Letter to the editor: Electric furnaces & steel
The Bessemer process for making steel was invented in 1856 and was used by Andrew Carnegie in his Mon Valley operations. Today’s blast furnaces/coke batteries that are used in U.S. Steel’s Mon Valley operations are just an updated version of the Bessemer process and are thus archaic technology. Maybe U.S. Steel should go back to Metallurgy 101 and rethink its whole Mon Valley operation technology.
U.S. Steel has a number of competitors in the country that use electric furnaces to produce steel. Electric furnaces aren’t exactly new technology either, but converting to a major electric furnace shop would produce changes and advantages. The coal that is now coked could be burned to produce electricity, be replaced by the locally abundant natural gas as a cogen plant or renewable electric power, or any combination of the three. In any event, the operational carbon footprint would be substantially reduced.

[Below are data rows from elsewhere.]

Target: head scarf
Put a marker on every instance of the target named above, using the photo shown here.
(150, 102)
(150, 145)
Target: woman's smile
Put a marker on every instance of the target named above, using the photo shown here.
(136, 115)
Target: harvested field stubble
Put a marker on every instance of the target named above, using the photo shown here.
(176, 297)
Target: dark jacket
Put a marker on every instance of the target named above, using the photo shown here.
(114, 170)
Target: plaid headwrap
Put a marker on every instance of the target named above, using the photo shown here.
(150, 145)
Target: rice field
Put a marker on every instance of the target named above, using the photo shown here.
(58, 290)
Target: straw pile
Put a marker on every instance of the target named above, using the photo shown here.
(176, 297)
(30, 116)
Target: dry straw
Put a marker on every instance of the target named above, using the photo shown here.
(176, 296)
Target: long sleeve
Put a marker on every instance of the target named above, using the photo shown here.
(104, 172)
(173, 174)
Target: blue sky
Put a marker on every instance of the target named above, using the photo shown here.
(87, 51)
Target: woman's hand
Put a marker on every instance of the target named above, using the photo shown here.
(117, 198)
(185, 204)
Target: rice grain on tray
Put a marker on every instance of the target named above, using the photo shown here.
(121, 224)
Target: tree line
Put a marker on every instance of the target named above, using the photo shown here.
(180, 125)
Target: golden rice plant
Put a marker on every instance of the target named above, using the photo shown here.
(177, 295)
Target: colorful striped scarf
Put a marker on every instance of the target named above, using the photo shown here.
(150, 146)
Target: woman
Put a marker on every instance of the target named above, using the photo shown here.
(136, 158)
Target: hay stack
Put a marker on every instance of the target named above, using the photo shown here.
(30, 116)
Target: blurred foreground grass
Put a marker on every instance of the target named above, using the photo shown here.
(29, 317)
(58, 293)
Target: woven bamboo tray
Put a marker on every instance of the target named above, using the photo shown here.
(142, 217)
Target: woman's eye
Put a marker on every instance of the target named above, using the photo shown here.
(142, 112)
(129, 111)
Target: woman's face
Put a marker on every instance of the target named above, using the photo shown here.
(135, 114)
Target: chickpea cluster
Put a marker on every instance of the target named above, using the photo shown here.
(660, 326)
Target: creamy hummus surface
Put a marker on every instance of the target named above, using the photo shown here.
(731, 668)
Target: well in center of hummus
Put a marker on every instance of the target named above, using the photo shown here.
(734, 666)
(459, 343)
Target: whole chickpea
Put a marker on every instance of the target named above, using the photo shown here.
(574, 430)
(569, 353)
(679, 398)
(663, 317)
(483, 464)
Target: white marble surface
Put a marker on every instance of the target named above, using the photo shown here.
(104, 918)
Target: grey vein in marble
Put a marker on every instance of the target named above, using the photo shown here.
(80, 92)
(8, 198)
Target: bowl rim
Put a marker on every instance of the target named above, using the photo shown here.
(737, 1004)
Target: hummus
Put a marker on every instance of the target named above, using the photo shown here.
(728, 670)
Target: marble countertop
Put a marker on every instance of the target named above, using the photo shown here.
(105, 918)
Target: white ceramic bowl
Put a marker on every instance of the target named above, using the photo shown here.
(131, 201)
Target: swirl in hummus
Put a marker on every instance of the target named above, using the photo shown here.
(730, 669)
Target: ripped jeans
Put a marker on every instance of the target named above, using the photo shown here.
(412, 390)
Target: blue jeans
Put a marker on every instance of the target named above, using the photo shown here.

The Clairton coke ovens, the hellhole that they are, could be shut down and dismantled, thus avoiding any further investment and operational and environmental problems and fines.
Electric furnaces have a secondary benefit of being able to use scrap metal. There’s probably a million junk cars in the area that could be shredded and consumed in electric furnaces. The electric furnace route would be much more expensive than the current thinking, but it could be done in stages and would end up much more acceptable.